Friday, February 13, 2015

New Drawing Code

The 2015.03 release of the RDKit will contain a new set of C++-based functionality for drawing molecules. This code, based on a contribution from Dave Cosgrove, is much faster than the current python-based drawing code and provides much more flexibility and higher drawing quality than the current C++ code (which is used in Knime).

This post demonstrates some of the new functionality, which is currently available in the RDKit github repo.

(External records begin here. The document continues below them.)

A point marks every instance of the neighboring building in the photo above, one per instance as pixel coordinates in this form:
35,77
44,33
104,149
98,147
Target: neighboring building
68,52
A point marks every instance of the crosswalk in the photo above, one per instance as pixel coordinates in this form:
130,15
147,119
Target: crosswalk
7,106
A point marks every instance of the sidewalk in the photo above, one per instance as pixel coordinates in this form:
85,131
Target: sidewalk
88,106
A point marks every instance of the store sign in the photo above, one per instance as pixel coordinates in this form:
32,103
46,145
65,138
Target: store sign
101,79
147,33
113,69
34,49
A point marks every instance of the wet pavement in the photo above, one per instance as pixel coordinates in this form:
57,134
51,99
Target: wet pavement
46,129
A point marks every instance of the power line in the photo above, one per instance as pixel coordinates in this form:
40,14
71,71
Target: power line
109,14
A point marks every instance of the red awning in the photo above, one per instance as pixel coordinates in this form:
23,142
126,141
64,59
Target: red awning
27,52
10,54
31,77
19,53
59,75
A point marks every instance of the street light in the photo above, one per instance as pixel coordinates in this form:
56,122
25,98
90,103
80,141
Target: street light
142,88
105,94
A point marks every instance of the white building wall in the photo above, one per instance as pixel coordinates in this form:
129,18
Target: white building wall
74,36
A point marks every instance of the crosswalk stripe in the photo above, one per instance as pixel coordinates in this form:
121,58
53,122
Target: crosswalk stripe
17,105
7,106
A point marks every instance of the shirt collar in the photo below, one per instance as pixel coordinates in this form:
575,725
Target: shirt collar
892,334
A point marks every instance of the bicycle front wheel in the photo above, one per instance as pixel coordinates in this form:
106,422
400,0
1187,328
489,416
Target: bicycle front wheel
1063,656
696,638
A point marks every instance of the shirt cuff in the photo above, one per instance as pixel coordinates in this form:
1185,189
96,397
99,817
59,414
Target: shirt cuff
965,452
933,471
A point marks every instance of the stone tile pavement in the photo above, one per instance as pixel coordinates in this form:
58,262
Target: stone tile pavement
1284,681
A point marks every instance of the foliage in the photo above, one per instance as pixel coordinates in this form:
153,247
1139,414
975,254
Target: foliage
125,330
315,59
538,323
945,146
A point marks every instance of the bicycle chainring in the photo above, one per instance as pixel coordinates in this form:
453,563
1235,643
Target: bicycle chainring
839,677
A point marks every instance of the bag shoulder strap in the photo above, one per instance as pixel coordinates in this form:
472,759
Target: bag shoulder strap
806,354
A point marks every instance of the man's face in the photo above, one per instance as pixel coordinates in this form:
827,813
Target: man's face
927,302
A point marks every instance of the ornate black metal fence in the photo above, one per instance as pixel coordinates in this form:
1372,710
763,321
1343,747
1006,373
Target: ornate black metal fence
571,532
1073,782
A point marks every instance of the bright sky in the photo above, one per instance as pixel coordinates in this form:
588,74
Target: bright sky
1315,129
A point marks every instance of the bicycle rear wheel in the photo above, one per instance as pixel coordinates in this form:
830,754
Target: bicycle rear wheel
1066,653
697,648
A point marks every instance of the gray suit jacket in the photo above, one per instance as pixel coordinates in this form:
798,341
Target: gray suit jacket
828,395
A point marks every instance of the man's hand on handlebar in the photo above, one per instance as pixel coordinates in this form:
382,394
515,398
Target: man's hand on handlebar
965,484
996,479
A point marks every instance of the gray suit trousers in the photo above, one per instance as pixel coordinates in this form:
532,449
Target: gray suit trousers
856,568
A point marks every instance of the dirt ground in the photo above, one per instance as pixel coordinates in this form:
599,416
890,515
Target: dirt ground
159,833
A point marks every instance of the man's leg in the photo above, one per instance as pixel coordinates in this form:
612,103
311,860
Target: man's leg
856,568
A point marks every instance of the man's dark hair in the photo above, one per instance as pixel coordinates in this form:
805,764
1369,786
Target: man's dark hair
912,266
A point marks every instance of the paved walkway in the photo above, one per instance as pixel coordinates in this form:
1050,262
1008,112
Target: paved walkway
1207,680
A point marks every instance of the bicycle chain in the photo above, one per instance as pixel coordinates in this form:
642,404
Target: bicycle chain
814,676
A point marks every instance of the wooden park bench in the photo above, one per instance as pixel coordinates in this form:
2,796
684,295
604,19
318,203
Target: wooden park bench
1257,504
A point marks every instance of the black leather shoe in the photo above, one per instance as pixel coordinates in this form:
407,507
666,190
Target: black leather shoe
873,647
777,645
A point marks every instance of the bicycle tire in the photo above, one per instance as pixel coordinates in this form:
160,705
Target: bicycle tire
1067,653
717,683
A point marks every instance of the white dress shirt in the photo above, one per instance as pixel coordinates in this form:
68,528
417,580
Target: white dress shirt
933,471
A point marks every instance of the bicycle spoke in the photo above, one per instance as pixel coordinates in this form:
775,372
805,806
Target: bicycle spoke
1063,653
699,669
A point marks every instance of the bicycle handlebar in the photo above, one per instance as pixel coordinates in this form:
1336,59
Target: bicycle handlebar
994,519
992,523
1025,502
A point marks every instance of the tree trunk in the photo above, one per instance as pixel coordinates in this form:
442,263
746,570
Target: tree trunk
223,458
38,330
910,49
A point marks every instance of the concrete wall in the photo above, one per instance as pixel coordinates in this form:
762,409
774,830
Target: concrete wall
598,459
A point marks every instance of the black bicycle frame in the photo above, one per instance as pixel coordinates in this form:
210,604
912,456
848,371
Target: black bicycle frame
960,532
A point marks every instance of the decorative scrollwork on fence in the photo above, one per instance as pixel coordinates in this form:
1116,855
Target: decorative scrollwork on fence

The new code supports rendering to SVG, PNGs (using cairo), Qt, and wx (thanks to a contribution from Igor Filippov). It's pretty easy to add support for other backends as well. Here I'll show the SVG rendering.

In [1]:
from __future__ import print_function
from rdkit import Chem
from rdkit.Chem.Draw import IPythonConsole
from IPython.display import SVG
import time
print(time.asctime())
Sat Feb 14 07:48:33 2015

In [2]:
m = Chem.MolFromSmiles('c1cccnc1O')
In [3]:
from rdkit.Chem import rdDepictor
from rdkit.Chem.Draw import rdMolDraw2D
def moltosvg(mol,molSize=(450,150),kekulize=True):
    mc = Chem.Mol(mol.ToBinary())
    if kekulize:
        try:
            Chem.Kekulize(mc)
        except:
            mc = Chem.Mol(mol.ToBinary())
    if not mc.GetNumConformers():
        rdDepictor.Compute2DCoords(mc)
    drawer = rdMolDraw2D.MolDraw2DSVG(molSize[0],molSize[1])
    drawer.DrawMolecule(mc)
    drawer.FinishDrawing()
    svg = drawer.GetDrawingText()
    # It seems that the svg renderer used doesn't quite hit the spec.
    # Here are some fixes to make it work in the notebook, although I think
    # the underlying issue needs to be resolved at the generation step
    return svg.replace('svg:','')
In [4]:
SVG(moltosvg(m))
Out[4]:
N OH
In [5]:
import glob
pkls = glob.glob('/home/glandrum/Code/benchmarking_platform/compounds/ChEMBL_II/*.pkl')
from rdkit.six.moves import cPickle
sets = cPickle.load(file(pkls[0]))
In [6]:
smis=sets.values()[0]
In [7]:
ms = [Chem.MolFromSmiles(y) for x,y in smis]
In [8]:
SVG(moltosvg(ms[1]))
Out[8]:
N NH O O N O N

Look at controlling that in more detail.

In [9]:
m = ms[1]
rdDepictor.Compute2DCoords(m)
Out[9]:
0
In [10]:
drawer = rdMolDraw2D.MolDraw2DSVG(400,200)
drawer.DrawMolecule(m)
drawer.FinishDrawing()
svg = drawer.GetDrawingText().replace('svg:','')
SVG(svg)
Out[10]:
N NH O O N O N

Highlight a substructure:

In [11]:
drawer = rdMolDraw2D.MolDraw2DSVG(400,200)
drawer.DrawMolecule(m,highlightAtoms=m.GetSubstructMatch(Chem.MolFromSmarts('c1ncoc1')))
drawer.FinishDrawing()
svg = drawer.GetDrawingText().replace('svg:','')
SVG(svg)
Out[11]:
N NH O O N O N

Individiual atoms can also be highlighted:

In [12]:
highlight=list(m.GetSubstructMatch(Chem.MolFromSmarts('c1ncoc1'))) + [10,1]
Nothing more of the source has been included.